沈画苦笑:“当初向飞为什么要我?为你爸;现在被你爸赶了走,我在他眼里便没了价值。”

小可说:“他不是说,你有能力是个很好的工作人员吗?”

沈画道:“就算他说的是真的,我是个很好的工作人员有能力有价值,但现在我有了负价值,而且,负价值远远大于正价值。这负价值就是,向飞有理由认为你爸可能因为我而迁怒公司,你爸是他万万不敢得罪的人物!”

小可惟有叹息,不得不承认,沈画的顾虑一点都不多余。

晚上,惠涓、邓文宣下班回来,同时注意到了沈画房间的空荡和凌乱。邓文宣有些意外,没料到沈画会走这么快,他还没来得及跟惠涓说呢。惠涓惊异:“咦,怎么回事?”就要给沈画打电话问,这时,邓文宣跟她说了事情经过。

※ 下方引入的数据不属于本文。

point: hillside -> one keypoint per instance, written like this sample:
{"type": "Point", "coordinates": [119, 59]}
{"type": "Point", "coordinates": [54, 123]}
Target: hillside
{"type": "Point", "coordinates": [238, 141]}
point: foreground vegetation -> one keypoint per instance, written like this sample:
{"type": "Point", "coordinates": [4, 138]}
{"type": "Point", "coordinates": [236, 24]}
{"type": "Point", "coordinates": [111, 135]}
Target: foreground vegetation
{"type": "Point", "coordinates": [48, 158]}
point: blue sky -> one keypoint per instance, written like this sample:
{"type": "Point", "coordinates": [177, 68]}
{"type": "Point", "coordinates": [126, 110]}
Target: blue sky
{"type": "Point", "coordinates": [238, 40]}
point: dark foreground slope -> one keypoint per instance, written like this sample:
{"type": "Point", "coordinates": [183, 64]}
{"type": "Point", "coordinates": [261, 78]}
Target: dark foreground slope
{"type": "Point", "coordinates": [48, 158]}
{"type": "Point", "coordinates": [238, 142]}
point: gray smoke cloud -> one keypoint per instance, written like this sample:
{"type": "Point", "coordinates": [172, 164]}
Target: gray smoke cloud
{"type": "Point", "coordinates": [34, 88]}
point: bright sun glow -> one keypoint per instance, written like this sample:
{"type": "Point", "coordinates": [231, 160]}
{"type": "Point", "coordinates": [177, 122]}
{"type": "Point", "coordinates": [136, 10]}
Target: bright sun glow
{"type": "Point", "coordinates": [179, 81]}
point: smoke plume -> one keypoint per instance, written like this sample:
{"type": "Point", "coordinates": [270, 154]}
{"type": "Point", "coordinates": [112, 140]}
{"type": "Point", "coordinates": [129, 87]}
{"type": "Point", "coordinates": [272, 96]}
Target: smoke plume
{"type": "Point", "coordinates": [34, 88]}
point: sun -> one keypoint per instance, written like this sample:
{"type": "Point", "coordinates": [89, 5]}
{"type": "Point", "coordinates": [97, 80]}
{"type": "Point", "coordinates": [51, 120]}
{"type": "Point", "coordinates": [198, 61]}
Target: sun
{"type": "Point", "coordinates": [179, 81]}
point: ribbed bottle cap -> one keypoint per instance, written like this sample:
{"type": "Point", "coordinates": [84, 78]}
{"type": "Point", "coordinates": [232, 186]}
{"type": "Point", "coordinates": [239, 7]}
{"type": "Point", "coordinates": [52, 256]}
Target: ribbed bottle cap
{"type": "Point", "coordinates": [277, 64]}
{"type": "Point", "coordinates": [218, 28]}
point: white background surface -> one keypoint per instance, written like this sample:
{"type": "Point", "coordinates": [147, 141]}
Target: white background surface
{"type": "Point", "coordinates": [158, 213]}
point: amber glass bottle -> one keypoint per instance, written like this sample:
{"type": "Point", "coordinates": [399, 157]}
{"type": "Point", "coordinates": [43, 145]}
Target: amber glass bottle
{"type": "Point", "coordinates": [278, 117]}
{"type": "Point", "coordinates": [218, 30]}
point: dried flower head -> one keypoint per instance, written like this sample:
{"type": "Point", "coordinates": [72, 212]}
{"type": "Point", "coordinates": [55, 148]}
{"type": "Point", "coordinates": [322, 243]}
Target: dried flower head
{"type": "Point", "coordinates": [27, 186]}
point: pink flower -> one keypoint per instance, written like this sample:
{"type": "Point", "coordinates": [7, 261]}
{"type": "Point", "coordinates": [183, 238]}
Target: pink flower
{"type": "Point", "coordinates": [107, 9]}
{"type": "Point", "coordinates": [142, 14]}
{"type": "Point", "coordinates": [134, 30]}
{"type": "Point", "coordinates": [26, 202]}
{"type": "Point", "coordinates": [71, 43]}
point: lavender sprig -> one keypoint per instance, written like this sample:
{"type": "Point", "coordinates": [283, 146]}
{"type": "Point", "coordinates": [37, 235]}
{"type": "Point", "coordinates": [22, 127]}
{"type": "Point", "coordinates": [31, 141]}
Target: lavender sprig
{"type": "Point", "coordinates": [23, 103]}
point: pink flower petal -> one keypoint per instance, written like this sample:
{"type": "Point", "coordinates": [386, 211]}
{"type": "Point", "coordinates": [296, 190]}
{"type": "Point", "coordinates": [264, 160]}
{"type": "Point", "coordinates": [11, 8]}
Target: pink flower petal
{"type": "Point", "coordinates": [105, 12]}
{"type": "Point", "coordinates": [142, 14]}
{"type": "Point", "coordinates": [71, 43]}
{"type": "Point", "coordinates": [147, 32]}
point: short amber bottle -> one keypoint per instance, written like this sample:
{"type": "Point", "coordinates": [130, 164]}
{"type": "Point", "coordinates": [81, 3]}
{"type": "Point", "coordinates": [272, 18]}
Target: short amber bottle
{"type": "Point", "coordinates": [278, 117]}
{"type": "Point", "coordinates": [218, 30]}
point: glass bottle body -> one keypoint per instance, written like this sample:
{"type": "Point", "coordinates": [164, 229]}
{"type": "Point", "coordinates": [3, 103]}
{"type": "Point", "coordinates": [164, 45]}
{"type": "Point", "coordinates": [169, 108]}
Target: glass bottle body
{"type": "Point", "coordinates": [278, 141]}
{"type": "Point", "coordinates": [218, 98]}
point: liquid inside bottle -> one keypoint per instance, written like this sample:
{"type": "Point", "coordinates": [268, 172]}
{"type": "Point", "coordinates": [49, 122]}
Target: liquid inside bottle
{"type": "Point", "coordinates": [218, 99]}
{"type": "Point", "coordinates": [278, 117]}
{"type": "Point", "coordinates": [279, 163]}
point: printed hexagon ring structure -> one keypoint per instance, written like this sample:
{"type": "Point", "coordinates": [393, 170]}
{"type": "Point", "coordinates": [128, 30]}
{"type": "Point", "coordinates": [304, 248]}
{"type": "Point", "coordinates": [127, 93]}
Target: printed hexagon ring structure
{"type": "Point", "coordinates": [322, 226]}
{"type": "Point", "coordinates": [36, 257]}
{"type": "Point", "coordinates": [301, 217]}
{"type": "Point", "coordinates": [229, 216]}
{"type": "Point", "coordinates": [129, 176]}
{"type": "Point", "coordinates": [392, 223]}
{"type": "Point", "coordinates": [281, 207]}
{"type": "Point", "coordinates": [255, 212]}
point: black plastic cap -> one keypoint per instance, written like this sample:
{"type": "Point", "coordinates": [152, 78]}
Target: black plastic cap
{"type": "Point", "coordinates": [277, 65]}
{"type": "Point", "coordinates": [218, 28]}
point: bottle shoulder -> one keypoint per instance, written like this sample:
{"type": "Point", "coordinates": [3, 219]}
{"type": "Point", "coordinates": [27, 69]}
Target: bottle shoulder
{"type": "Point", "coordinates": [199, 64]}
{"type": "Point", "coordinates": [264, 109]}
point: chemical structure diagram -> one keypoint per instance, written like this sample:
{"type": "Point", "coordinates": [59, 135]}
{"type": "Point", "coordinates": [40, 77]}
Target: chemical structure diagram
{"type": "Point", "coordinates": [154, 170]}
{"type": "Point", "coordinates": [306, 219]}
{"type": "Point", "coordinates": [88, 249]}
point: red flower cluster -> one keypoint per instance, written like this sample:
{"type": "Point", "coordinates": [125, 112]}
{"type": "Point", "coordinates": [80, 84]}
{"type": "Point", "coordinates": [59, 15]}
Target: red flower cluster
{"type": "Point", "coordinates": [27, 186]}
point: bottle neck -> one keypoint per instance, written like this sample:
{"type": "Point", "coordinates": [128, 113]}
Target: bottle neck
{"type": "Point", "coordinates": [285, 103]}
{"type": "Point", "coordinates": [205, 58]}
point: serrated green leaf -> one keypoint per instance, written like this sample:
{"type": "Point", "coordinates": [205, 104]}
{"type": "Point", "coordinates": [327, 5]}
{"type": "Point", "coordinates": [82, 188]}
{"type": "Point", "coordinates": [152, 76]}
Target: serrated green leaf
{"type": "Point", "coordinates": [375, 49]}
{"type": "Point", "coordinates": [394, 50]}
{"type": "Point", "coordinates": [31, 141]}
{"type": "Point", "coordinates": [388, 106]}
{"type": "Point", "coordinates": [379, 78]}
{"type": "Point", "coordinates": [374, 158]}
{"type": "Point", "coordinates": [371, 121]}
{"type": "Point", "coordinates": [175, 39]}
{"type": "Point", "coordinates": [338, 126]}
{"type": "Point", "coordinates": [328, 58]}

惠涓听后,半天说不出话,最后憋出一句:“你让她走,好歹跟我说一声啊!”

邓文宣解释:“当时情况特殊——”

惠涓道:“再特殊,跟我说一声不难吧?这么大事,把我外甥女撵了走,说都不说一声!这要让她妈,让我娘家人知道了,怎么想?——打狗你还得看主人吧?”

小可送沈画后回家,惠涓一把拉住她:“小可,当初你爸说我是家庭妇女我还不乐意,现在才知道,那都是高抬我了!我哪赶得上家庭妇女啊,整个就是个自带薪水的老妈子!……”

邓文宣生气道:“惠涓,有什么事说什么事!我让沈画走是因为——”

惠涓说:“因为她向你提了要求开了口!她过分,她不知轻重没有分寸惟利是图——你拒了她不完了吗?有必要轰她走吗?”

邓文宣说:“这孩子思想意识有问题——”

惠涓说:“什么问题?看上向飞了,看上他钱了——”

小可急了,对邓文宣说:“爸,人家沈画没这么说!”

惠涓道:“她没这么说架不住你爸这么想!”

邓文宣质问惠涓:“那你说,她看上他什么了?”惠涓一时回不上话,邓文宣道:“她和向飞如果是这样一种关系,我们还容许她在家里待下去,你都想不出以后会出什么问题!”

惠涓说:“你不出问题她就出不了问题,她总不至于刀架你脖子上逼你!”这次轮到邓文宣回不上话了,惠涓看着他冷笑着又说:“你是因为沈画替我说了两句话,不忿、生气、报复!”

邓文宣倒吸口气,半天,说出俩字:“小,人!”

惠涓道:“对!对对!我是小人,沈画也是,我们家人都是!我们家人配不上你,我更配不上,配不上不配,好办得很——离!”转身对小可:“你帮我上网查查,离婚都什么手续!马上查!”……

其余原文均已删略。